Hadoop编程调用HDFS

Hadoop家族系列文章,主要介绍Hadoop家族产品,常用的项目包括Hadoop, Hive, Pig, HBase, Sqoop, Mahout, Zookeeper, Avro, Ambari, Chukwa,新增加的项目包括,YARN, Hcatalog, Oozie, Cassandra, Hama, Whirr, Flume, Bigtop, Crunch, Hue等。

从2011年开始,中国进入大数据风起云涌的时代,以Hadoop为代表的家族软件,占据了大数据处理的广阔地盘。开源界及厂商,所有数据软件,无一不向Hadoop靠拢。Hadoop也从小众的高富帅领域,变成了大数据开发的标准。

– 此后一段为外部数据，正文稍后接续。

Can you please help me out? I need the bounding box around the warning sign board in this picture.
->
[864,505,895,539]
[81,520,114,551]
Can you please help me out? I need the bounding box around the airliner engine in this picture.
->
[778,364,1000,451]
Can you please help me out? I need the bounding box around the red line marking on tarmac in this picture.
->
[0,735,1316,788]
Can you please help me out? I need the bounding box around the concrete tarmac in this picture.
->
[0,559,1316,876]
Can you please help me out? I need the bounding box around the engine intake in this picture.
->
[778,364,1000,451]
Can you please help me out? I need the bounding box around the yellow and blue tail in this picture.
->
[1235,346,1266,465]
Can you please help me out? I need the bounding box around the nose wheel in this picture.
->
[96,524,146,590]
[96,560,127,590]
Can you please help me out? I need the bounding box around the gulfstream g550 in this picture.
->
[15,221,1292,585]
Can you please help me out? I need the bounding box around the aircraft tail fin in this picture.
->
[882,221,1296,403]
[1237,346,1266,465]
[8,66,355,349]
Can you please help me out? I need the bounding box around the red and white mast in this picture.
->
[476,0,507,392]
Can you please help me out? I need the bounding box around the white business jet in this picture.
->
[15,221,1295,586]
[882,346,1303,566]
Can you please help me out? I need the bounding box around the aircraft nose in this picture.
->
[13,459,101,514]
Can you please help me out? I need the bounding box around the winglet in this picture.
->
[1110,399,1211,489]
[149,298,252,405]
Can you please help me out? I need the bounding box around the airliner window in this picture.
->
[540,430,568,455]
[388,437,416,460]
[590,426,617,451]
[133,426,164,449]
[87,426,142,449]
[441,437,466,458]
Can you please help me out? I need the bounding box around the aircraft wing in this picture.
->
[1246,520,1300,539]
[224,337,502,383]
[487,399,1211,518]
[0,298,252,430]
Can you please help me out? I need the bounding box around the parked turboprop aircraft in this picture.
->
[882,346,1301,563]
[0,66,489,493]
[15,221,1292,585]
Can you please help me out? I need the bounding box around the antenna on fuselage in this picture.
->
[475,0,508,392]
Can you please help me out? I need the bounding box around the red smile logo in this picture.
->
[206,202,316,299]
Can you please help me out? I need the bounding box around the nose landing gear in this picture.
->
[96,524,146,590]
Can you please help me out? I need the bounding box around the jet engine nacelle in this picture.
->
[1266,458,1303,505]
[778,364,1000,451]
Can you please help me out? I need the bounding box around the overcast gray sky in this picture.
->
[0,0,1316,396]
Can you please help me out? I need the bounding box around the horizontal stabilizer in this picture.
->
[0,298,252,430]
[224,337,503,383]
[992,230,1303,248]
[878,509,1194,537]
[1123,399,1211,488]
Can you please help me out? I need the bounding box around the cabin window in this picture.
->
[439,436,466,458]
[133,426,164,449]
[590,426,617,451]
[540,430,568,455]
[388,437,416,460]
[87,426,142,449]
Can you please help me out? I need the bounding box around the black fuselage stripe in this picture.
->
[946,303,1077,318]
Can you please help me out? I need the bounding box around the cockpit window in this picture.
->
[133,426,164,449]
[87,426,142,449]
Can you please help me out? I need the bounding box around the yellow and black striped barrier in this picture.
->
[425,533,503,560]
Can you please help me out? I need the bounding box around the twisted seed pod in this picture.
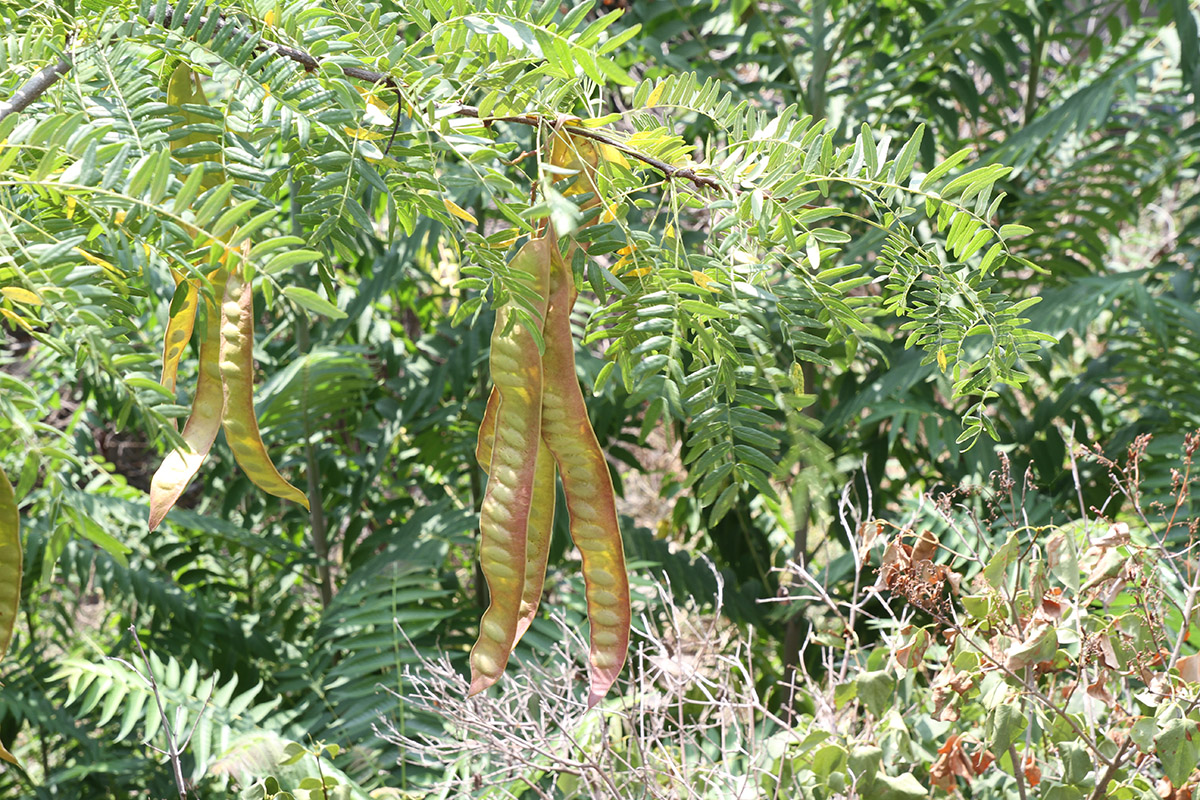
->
[220,266,308,509]
[161,273,200,391]
[150,269,227,530]
[0,471,20,764]
[469,232,554,694]
[475,389,557,648]
[167,61,224,190]
[541,247,631,708]
[0,471,20,658]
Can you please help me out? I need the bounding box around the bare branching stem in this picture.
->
[128,625,187,800]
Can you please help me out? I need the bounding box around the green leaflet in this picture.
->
[218,264,308,509]
[0,471,20,764]
[469,237,556,694]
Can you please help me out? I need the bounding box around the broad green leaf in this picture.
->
[283,286,346,319]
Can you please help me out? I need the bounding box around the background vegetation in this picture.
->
[0,0,1200,800]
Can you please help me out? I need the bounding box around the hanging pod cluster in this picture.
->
[470,231,630,708]
[0,470,22,764]
[150,64,308,530]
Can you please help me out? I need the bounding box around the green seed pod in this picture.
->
[220,264,308,509]
[469,232,554,694]
[541,247,631,708]
[475,389,557,648]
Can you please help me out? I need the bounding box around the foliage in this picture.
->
[0,0,1200,798]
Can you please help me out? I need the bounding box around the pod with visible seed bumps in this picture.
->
[220,266,308,509]
[469,232,554,694]
[541,246,631,708]
[0,471,22,764]
[475,389,556,648]
[150,269,227,530]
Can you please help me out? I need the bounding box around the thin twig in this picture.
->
[0,56,72,122]
[128,625,187,800]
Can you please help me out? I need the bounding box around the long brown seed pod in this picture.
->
[475,389,558,648]
[469,232,554,694]
[541,246,631,708]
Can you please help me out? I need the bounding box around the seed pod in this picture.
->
[469,232,554,694]
[220,267,308,509]
[541,246,630,708]
[0,471,20,766]
[0,471,20,658]
[150,269,227,530]
[475,389,557,649]
[161,278,200,391]
[167,61,224,190]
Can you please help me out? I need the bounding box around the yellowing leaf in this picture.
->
[342,126,388,140]
[442,198,479,225]
[646,83,666,108]
[0,308,34,333]
[0,287,42,306]
[596,142,630,169]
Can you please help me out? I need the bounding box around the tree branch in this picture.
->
[0,56,72,122]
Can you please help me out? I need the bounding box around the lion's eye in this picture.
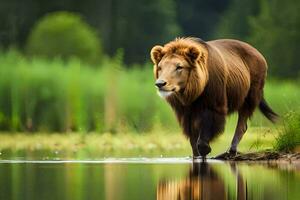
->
[176,65,183,71]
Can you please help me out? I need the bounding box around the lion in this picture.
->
[151,37,278,158]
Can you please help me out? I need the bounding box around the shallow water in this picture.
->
[0,158,300,200]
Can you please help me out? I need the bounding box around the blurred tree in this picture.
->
[214,0,259,40]
[249,0,300,78]
[26,12,101,63]
[176,0,230,40]
[109,0,180,63]
[0,0,180,63]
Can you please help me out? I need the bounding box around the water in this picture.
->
[0,158,300,200]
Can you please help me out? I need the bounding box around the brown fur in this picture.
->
[151,38,277,155]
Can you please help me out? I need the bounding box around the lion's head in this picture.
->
[151,38,208,105]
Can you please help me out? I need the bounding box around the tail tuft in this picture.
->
[259,98,279,123]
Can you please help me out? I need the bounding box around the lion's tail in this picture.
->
[259,98,279,123]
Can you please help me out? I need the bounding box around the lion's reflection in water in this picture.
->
[157,162,247,200]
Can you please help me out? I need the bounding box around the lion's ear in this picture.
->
[151,45,164,65]
[185,47,201,61]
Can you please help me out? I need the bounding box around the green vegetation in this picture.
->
[275,110,300,152]
[0,51,177,133]
[0,50,300,133]
[26,12,102,63]
[0,128,275,158]
[0,50,300,133]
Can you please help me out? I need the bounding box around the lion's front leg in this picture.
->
[190,136,200,159]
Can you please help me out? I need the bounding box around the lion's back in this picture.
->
[208,39,267,112]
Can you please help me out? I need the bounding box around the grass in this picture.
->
[275,109,300,152]
[0,128,275,158]
[0,48,300,134]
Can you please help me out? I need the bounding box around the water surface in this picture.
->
[0,158,300,200]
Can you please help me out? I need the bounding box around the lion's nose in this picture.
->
[155,79,167,88]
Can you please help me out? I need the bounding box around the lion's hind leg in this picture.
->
[215,111,250,159]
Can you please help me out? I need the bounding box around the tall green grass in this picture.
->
[275,109,300,152]
[0,51,177,132]
[0,48,300,133]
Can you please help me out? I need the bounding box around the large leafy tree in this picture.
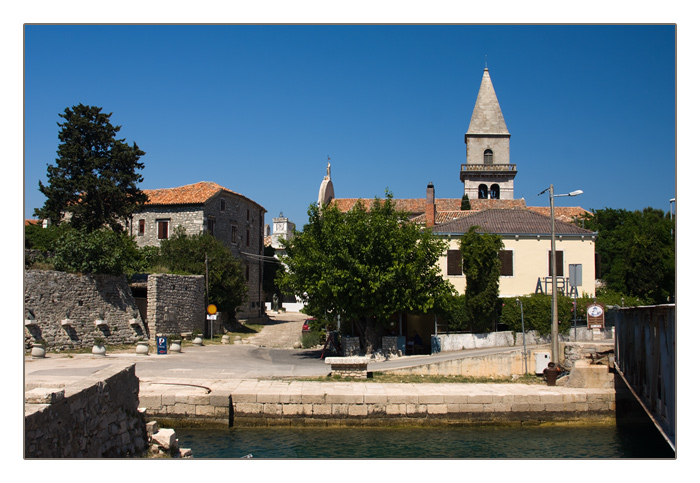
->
[279,193,452,352]
[459,226,503,332]
[584,208,676,303]
[160,227,248,314]
[34,104,146,231]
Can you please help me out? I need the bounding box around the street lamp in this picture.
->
[515,299,527,375]
[549,184,583,364]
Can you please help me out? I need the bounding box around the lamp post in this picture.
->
[515,299,527,374]
[549,184,583,364]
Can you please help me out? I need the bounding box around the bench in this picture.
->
[326,357,370,379]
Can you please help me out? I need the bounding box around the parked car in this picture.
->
[301,317,316,334]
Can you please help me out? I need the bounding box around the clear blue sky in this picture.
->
[24,25,676,229]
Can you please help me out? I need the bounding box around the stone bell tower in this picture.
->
[459,68,517,200]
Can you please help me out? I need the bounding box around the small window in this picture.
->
[156,220,170,240]
[484,149,493,164]
[231,225,238,243]
[547,250,564,277]
[447,250,462,275]
[498,250,513,277]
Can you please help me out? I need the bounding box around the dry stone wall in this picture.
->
[24,270,146,350]
[24,364,148,458]
[147,274,206,339]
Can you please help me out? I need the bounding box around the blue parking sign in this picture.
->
[156,336,168,354]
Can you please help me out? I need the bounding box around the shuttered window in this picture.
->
[498,250,513,277]
[156,220,168,240]
[447,250,462,275]
[547,250,564,277]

在Hadoop原有技术基础之上,出现了Hadoop家族产品,通过“大数据”概念不断创新,推出科技进步。

作为IT界的开发人员,我们也要跟上节奏,抓住机遇,跟着Hadoop一起雄起!

关于作者:

  • 张丹(Conan), 程序员Java,R,PHP,Javascript
  • weibo:@Conan_Z
  • blog: http://blog.fens.me
  • email: bsspirit@gmail.com

转载请注明出处:
http://blog.fens.me/hadoop-hdfs-api/

hadoop-hdfs-api

前言

HDFS 全称Hadoop分步文件系统(Hadoop Distributed File System),是Hadoop的核心部分之一。要实现MapReduce的分步式算法时,数据必需提前放在HDFS上。因此,对于HDFS的操作就变得非常重要。Hadoop的命令行,提供了一套完整命令接口,就像Linux命令一样方便使用。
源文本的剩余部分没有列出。